Já ouvimos a crítica de que a prioridade da justiça deve ser dirigida aos mais
necessitados. Por isto, os juizados também deveriam estar na rodoviária e nos bairros.
Está certa a censura. O que temos agora é um bom começo, mas deve ser valorizado e
posteriormente estendido a outros setores públicos.
Espera-se que estes juizados correspondam à esperança que neles o povo deposita.
Se o trabalho for intenso, igualmente intensa deve ser a resposta à demanda. Os
juizados devem contar com assessorias capazes e competentes, que ajudarão a
formular as decisões segundo padrões e orientação dos juízes. Vivemos numa época de
massificação de exigências, que devem ter respostas na mesma proporção.
A criação das duas Varas foi oportuna, porque evitará conflitos de competência que,
na expressão do civilista belga Henri de Page, constituem "a praga do Judiciário". De
fato, para se decidir qual juiz deva tomar conhecimento de uma causa poderá haver um
debate jurídico que dure anos. Enquanto isto, as partes esperam a longa e inútil
discussão ser resolvida para finalmente ser atendida em seus direitos.
Isto agora acabou em Confins. Os próprios servidores e juízes orientarão as partes
sobre o órgão competente para a demanda, evitando assim delongas e perda de tempo.
Espera-se que os dois juizados ajam com absoluta integração e cooperação
segundo prescreve a moderna Ciência do Direito. O Judiciário nunca lucrou com as
divisões internas, que suscitam os tais conflitos de competência. Devemos ter uma
justiça única, com todos os órgãos reunidos num só local e com portas abertas para o
povo. O cidadão será orientado sobre qual seção deverá procurar para resolver sua
controvérsia. Justiça federal, Justiça Cível e Criminal, Justiça do Trabalho, Justiça
Eleitoral e Justiça Militar devem constituir divisões racionais judiciárias, e jamais
compartimentos estanques e separados como são até hoje. A unificação da atividade e
das verbas simplificaria o acesso e facilitaria a vida das pessoas, além de reduzir custos.

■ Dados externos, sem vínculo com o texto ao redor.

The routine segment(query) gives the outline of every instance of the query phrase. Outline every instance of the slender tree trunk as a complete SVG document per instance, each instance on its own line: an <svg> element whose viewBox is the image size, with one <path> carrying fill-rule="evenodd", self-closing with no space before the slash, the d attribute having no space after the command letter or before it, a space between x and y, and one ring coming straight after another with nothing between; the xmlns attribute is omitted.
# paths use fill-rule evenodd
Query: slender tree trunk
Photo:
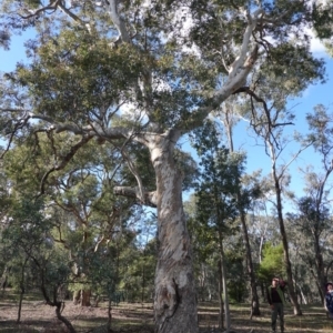
<svg viewBox="0 0 333 333"><path fill-rule="evenodd" d="M225 332L230 332L231 327L231 317L230 317L230 310L229 310L229 295L228 295L228 286L226 286L226 268L225 268L225 258L224 258L224 250L223 250L223 240L222 240L222 232L219 232L219 241L220 241L220 260L221 260L221 275L222 275L222 283L223 283L223 295L224 295L224 315L225 315Z"/></svg>
<svg viewBox="0 0 333 333"><path fill-rule="evenodd" d="M182 203L182 174L173 161L176 140L154 135L149 143L157 174L158 265L154 319L158 333L198 332L193 256Z"/></svg>
<svg viewBox="0 0 333 333"><path fill-rule="evenodd" d="M232 135L232 129L234 125L233 117L232 117L232 104L225 102L225 112L224 112L224 125L226 129L228 134L228 141L229 141L229 148L230 151L234 151L233 147L233 135ZM241 193L240 190L238 190L238 203L241 202ZM248 225L245 220L245 213L240 205L240 214L241 214L241 223L242 223L242 231L243 231L243 241L245 244L245 253L246 253L246 269L248 274L250 276L250 287L251 287L251 319L252 315L260 315L260 306L259 306L259 296L256 292L256 283L255 283L255 274L253 270L253 262L252 262L252 254L251 254L251 246L249 241L249 233L248 233Z"/></svg>
<svg viewBox="0 0 333 333"><path fill-rule="evenodd" d="M245 252L246 252L246 268L248 274L250 276L250 287L251 287L251 319L252 315L260 315L260 306L259 306L259 296L256 292L256 282L255 282L255 274L253 270L253 262L252 262L252 254L251 254L251 246L248 233L248 225L245 222L245 214L241 210L241 222L242 222L242 231L243 231L243 240L245 244Z"/></svg>
<svg viewBox="0 0 333 333"><path fill-rule="evenodd" d="M23 295L26 292L26 286L24 286L24 272L26 272L26 266L27 266L28 258L26 258L24 263L22 265L22 271L21 271L21 281L20 281L20 300L19 300L19 309L18 309L18 319L17 323L20 323L21 321L21 311L22 311L22 302L23 302Z"/></svg>
<svg viewBox="0 0 333 333"><path fill-rule="evenodd" d="M302 315L301 306L299 304L297 295L295 293L294 284L293 284L293 274L292 274L292 265L289 258L289 245L287 245L287 239L286 239L286 232L284 229L284 220L282 215L282 199L281 199L281 188L279 183L279 179L276 176L275 168L273 168L273 179L274 179L274 186L275 186L275 194L276 194L276 211L278 211L278 220L280 224L280 233L284 250L284 262L285 262L285 270L286 270L286 276L287 276L287 289L289 294L294 307L294 314Z"/></svg>
<svg viewBox="0 0 333 333"><path fill-rule="evenodd" d="M222 261L219 260L219 329L223 330L223 272L222 272Z"/></svg>
<svg viewBox="0 0 333 333"><path fill-rule="evenodd" d="M319 224L319 222L317 222ZM315 253L315 268L316 268L316 280L320 285L320 295L322 303L324 303L325 299L325 284L327 282L327 275L325 274L324 261L320 245L320 236L317 232L314 234L314 253Z"/></svg>

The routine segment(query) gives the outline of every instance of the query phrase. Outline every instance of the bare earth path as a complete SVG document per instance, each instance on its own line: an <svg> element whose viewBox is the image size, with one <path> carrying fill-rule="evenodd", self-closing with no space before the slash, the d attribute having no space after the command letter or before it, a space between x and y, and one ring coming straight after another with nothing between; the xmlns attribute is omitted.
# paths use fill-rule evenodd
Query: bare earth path
<svg viewBox="0 0 333 333"><path fill-rule="evenodd" d="M249 305L231 305L232 330L238 333L270 332L270 311L263 307L262 316L249 319ZM286 310L285 333L332 333L333 321L326 319L321 306L303 306L303 316L294 316L291 309ZM65 316L78 333L87 333L108 321L105 304L99 307L81 307L65 302L62 315ZM0 297L0 332L2 333L68 333L57 320L54 309L41 301L24 301L21 324L17 324L18 303L13 299ZM200 304L199 322L201 333L219 332L218 307L213 303ZM152 304L120 303L112 309L112 331L117 333L153 333ZM182 332L180 332L182 333Z"/></svg>

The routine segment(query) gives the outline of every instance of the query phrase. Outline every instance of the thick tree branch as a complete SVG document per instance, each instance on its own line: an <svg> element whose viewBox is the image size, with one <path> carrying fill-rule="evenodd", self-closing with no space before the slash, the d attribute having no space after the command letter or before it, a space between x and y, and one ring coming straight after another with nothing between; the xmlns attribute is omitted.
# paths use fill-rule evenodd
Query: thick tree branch
<svg viewBox="0 0 333 333"><path fill-rule="evenodd" d="M33 17L38 17L41 12L48 11L48 10L57 10L58 6L61 3L61 0L51 1L50 4L44 6L42 8L37 9L36 11L31 12L29 16L20 16L22 19L31 19Z"/></svg>
<svg viewBox="0 0 333 333"><path fill-rule="evenodd" d="M114 26L117 27L117 30L120 34L121 40L125 43L130 43L131 39L128 33L124 21L121 19L121 17L118 12L118 8L117 8L118 3L117 2L118 2L117 0L104 0L104 3L107 6L107 8L109 9L111 20L114 23Z"/></svg>
<svg viewBox="0 0 333 333"><path fill-rule="evenodd" d="M61 161L60 164L53 167L52 169L50 169L50 170L43 175L43 178L42 178L42 180L41 180L41 184L40 184L40 194L39 194L38 196L44 194L44 192L46 192L46 182L47 182L49 175L50 175L52 172L54 172L54 171L59 171L59 170L64 169L64 167L72 160L72 158L73 158L74 154L79 151L79 149L80 149L81 147L83 147L85 143L88 143L92 138L93 138L92 135L83 137L83 138L81 139L81 141L79 141L75 145L73 145L73 147L70 149L69 153L68 153L65 157L63 157L63 159L62 159L62 161Z"/></svg>
<svg viewBox="0 0 333 333"><path fill-rule="evenodd" d="M139 188L129 188L129 186L115 186L113 189L115 195L122 195L127 198L138 199L141 202L141 191ZM158 198L157 192L144 192L144 202L143 204L157 208L158 205Z"/></svg>

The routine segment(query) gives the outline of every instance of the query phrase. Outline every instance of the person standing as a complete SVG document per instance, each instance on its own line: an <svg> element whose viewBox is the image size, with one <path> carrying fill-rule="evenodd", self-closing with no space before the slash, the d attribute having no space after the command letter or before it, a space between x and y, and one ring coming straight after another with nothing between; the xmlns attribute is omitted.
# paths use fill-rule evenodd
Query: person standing
<svg viewBox="0 0 333 333"><path fill-rule="evenodd" d="M280 327L281 333L284 332L284 305L285 305L285 297L284 297L284 287L286 283L279 279L273 278L272 279L272 285L269 286L269 303L271 305L272 310L272 333L276 332L276 321L278 315L280 319Z"/></svg>
<svg viewBox="0 0 333 333"><path fill-rule="evenodd" d="M325 304L329 311L330 319L333 319L333 284L332 282L326 283Z"/></svg>

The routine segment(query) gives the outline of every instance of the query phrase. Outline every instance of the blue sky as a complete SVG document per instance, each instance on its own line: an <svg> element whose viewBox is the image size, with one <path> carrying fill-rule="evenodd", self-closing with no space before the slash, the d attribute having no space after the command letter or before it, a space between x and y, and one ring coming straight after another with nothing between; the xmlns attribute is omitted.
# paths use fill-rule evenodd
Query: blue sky
<svg viewBox="0 0 333 333"><path fill-rule="evenodd" d="M26 34L26 36L24 36ZM23 49L27 33L23 36L14 36L12 39L10 51L0 49L0 71L11 71L18 61L24 60L26 53ZM326 61L326 75L327 81L325 84L316 84L309 87L301 98L290 101L290 108L294 108L296 114L295 125L291 127L291 131L299 131L305 133L307 131L307 124L305 122L305 114L313 110L313 107L322 103L330 107L333 112L333 59L331 59L325 52L324 48L317 40L313 40L312 51L320 58L324 58ZM248 124L241 122L235 131L235 149L242 148L248 152L248 172L262 169L263 174L270 172L271 162L269 157L264 153L264 148L255 144L254 140L246 134ZM284 160L289 161L289 153L295 152L296 145L290 144L285 150ZM293 162L290 167L292 173L291 190L295 191L296 195L302 195L303 179L299 172L299 168L304 168L307 164L313 164L320 170L320 158L314 154L312 149L303 152L297 161Z"/></svg>

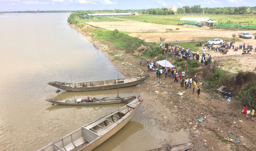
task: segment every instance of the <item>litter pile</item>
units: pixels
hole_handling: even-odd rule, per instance
[[[134,51],[133,53],[134,55],[141,55],[143,52],[148,50],[148,47],[146,46],[141,45],[140,47],[138,48],[137,50]]]
[[[144,32],[159,32],[158,30],[155,29],[149,29],[144,31]]]

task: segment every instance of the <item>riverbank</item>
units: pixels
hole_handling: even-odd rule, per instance
[[[80,29],[73,27],[102,50],[125,76],[136,76],[143,71],[147,73],[145,60],[149,58],[143,58],[143,66],[140,67],[138,59],[130,53],[124,50],[116,49],[109,41],[95,38],[92,32],[94,30],[93,28],[86,26]],[[188,71],[185,70],[186,73]],[[198,73],[195,80],[201,82],[202,76]],[[189,88],[186,90],[181,87],[179,84],[174,83],[173,79],[169,77],[167,80],[162,78],[161,83],[157,83],[155,73],[148,74],[150,77],[137,85],[134,91],[144,99],[143,106],[144,112],[150,115],[150,118],[154,120],[160,129],[170,135],[174,131],[184,130],[185,135],[177,137],[189,135],[196,146],[197,151],[210,150],[212,148],[220,151],[246,149],[219,138],[227,138],[228,135],[234,141],[238,138],[250,148],[255,148],[253,143],[255,133],[252,133],[255,131],[251,126],[254,123],[242,118],[235,106],[238,101],[235,98],[230,102],[226,102],[213,95],[207,89],[202,89],[199,99],[196,95],[192,94],[191,89]],[[183,96],[177,95],[183,91],[185,92]],[[199,118],[205,121],[200,123]],[[243,122],[239,122],[240,120]]]

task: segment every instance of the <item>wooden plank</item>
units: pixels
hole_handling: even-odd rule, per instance
[[[99,127],[100,127],[102,129],[103,128],[103,127],[102,127],[102,126],[101,126],[100,125],[97,125],[97,126],[99,126]]]
[[[64,140],[63,140],[63,138],[62,138],[62,143],[63,144],[63,148],[64,148],[64,149],[66,151],[67,151],[67,150],[66,149],[66,148],[65,148],[65,145],[64,144]]]
[[[115,117],[116,118],[119,118],[119,119],[121,119],[121,118],[119,116],[116,116],[116,115],[113,115],[112,116],[115,116]]]
[[[74,141],[73,141],[73,135],[72,134],[72,133],[71,133],[71,141],[72,141],[72,143],[73,144],[73,145],[74,145],[74,146],[75,148],[76,148],[76,146],[75,144],[74,143]]]
[[[54,144],[54,145],[55,145],[55,146],[56,146],[56,147],[57,147],[57,148],[58,148],[61,151],[64,151],[63,150],[62,150],[62,149],[61,149],[61,148],[60,148],[60,146],[59,146],[58,145],[56,145],[56,144]]]

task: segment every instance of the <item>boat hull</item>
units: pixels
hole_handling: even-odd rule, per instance
[[[82,126],[38,151],[90,151],[121,129],[135,113],[143,100],[139,98],[106,115]]]
[[[122,81],[122,80],[123,80],[122,81],[124,81],[126,80],[126,81],[129,81],[129,80],[130,80],[130,82],[126,82],[123,83],[119,83],[117,84],[116,83],[113,84],[109,84],[108,85],[105,85],[104,83],[105,81],[99,81],[95,82],[97,82],[99,83],[100,84],[99,85],[95,85],[93,84],[95,82],[86,82],[81,83],[68,83],[68,84],[66,85],[62,85],[61,84],[62,82],[50,82],[47,83],[48,84],[49,84],[52,86],[57,88],[60,89],[61,89],[63,90],[66,91],[74,91],[76,92],[80,92],[80,91],[95,91],[95,90],[107,90],[110,89],[116,89],[118,88],[124,88],[128,86],[130,86],[133,85],[135,85],[138,84],[143,82],[144,80],[147,79],[149,77],[149,75],[144,75],[142,76],[137,77],[136,80],[134,80],[134,78],[136,77],[130,78],[125,78],[123,79],[120,79],[120,81]],[[117,82],[118,80],[116,79],[116,81]],[[103,81],[103,82],[101,81]],[[107,80],[106,81],[107,82]],[[82,86],[81,85],[84,85],[85,84],[90,83],[90,84],[93,86]],[[76,85],[79,85],[77,86]]]
[[[126,97],[122,97],[122,98],[124,100],[124,101],[129,101],[131,100],[132,100],[135,99],[137,98],[137,97],[135,96],[129,96]],[[111,99],[110,98],[108,98],[108,99]],[[94,102],[84,102],[82,103],[67,103],[67,102],[61,102],[61,101],[56,101],[55,100],[54,100],[51,99],[46,99],[45,100],[48,101],[51,103],[59,104],[60,105],[99,105],[102,104],[113,104],[115,103],[122,103],[123,102],[122,100],[120,98],[113,98],[113,99],[117,99],[116,100],[109,100],[106,101],[95,101]]]

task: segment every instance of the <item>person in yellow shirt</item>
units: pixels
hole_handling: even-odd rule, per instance
[[[251,107],[251,120],[254,121],[254,120],[252,119],[252,116],[254,115],[254,108],[253,107]]]

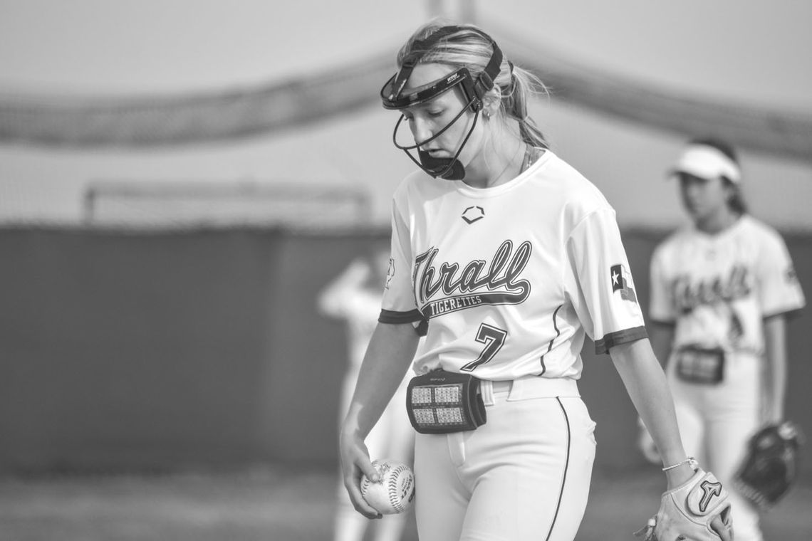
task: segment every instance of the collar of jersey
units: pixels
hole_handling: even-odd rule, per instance
[[[544,154],[542,154],[540,158],[536,160],[532,165],[522,171],[518,177],[514,178],[512,180],[505,182],[504,184],[499,184],[499,186],[495,186],[490,188],[474,188],[461,180],[447,180],[444,182],[454,183],[457,191],[466,197],[473,197],[475,199],[487,199],[488,197],[495,197],[496,195],[501,195],[502,194],[510,191],[511,190],[524,184],[525,182],[537,173],[540,168],[544,167],[550,161],[550,160],[552,159],[553,156],[555,155],[551,150],[549,148],[546,149],[544,151]]]

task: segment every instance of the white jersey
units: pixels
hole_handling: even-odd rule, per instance
[[[379,320],[428,322],[417,373],[577,379],[598,353],[646,336],[615,211],[546,151],[486,189],[408,176],[394,196]]]
[[[652,257],[650,318],[676,324],[675,349],[760,354],[763,319],[804,304],[784,240],[747,215],[715,235],[680,230]]]

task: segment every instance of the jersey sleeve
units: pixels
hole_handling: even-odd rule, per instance
[[[758,302],[764,317],[804,307],[806,298],[793,266],[789,251],[777,233],[766,234],[756,266]]]
[[[392,241],[389,272],[383,288],[381,323],[421,323],[423,316],[417,310],[412,284],[412,245],[407,222],[398,205],[392,209]]]
[[[611,208],[594,211],[567,239],[567,293],[595,352],[647,337],[634,281]]]
[[[654,250],[650,267],[649,318],[657,323],[676,323],[674,290],[668,277],[666,251],[663,246]]]

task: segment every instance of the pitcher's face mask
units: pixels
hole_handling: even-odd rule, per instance
[[[421,85],[417,88],[405,90],[406,84],[408,82],[408,78],[412,75],[412,70],[414,70],[414,67],[420,62],[426,53],[431,50],[432,46],[451,34],[465,29],[472,30],[482,35],[490,42],[493,48],[494,52],[490,56],[490,59],[488,61],[485,71],[479,75],[479,78],[474,81],[468,68],[460,67],[456,71],[441,77],[435,81]],[[413,107],[430,101],[455,88],[459,88],[462,91],[464,103],[465,105],[445,127],[438,130],[431,137],[422,141],[415,141],[415,144],[412,145],[404,145],[398,143],[398,130],[404,118],[401,114],[400,118],[398,119],[397,123],[395,125],[395,131],[392,133],[392,142],[395,147],[406,152],[406,155],[412,161],[432,177],[440,177],[441,178],[448,180],[461,180],[465,177],[465,168],[457,160],[457,157],[460,156],[460,152],[462,152],[465,144],[468,143],[469,138],[470,138],[471,134],[473,133],[473,129],[477,126],[479,113],[482,109],[482,101],[485,94],[494,88],[494,79],[499,75],[502,64],[502,51],[487,34],[476,29],[464,28],[458,26],[446,26],[439,28],[425,40],[415,41],[412,44],[412,53],[404,59],[400,71],[392,75],[387,81],[387,84],[383,85],[383,88],[381,88],[381,100],[383,102],[383,107],[385,109],[398,110]],[[425,144],[442,135],[469,109],[474,113],[473,122],[471,123],[471,127],[469,129],[468,134],[460,144],[460,148],[457,148],[453,157],[434,157],[429,152],[422,150],[422,148]],[[409,152],[414,149],[417,150],[419,161]]]

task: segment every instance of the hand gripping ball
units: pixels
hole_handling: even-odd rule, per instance
[[[403,513],[414,503],[414,473],[394,460],[375,460],[373,466],[381,480],[373,483],[366,475],[361,479],[361,494],[366,503],[384,515]]]

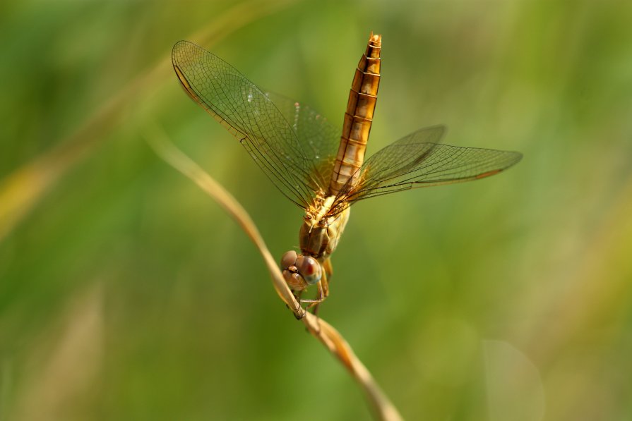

Veja o leitor que as justiças do Trabalho e Federal pertencem à União. São pagas por
seus cofres. São, portanto, "federais" em sentido lato. Em muitas cidades do interior,
onde já existem varas trabalhistas, por que não se aproveitar suas dependências para a
criação de varas federais? Assim economizaríamos tempo e dinheiro. As duas justiças
deveriam ser imediatamente unificadas e a distribuição da competência entre elas seria
estabelecida por ato administrativo de um tribunal superior, conforme as necessidades
do momento.
Esta medida, lógica e necessária, deve ser imediatamente cogitada pelo legislador
constitucional, pois trará economia e racionalidade na prestação jurisdicional.
Já se disse que os juizados especiais são o futuro da justiça e a justiça do futuro.
Isto é verdade. Se hoje estão abarrotados de ações e lentos nas decisões, a causa não
se debita às leis que os criaram, mas à falta de administração adequada, carência de
servidores e outras medidas administrativas que podem ser implementadas, caso haja
atenção para os problemas que estes órgãos hoje enfrentam.
O terminal de Confins está bem servido e pode estar nascendo uma experiência de
elevado significado pedagógico para o futuro do Judiciário. Só falta instalar-se ali uma
Vara da Justiça do Trabalho com jurisdição sobre os municípios vizinhos, pois o
aeroporto já é de fato uma ampla cidade, à qual não faltarão conflitos de trabalho. Fica a
sugestão, com a esperança de que em breve se torne realidade.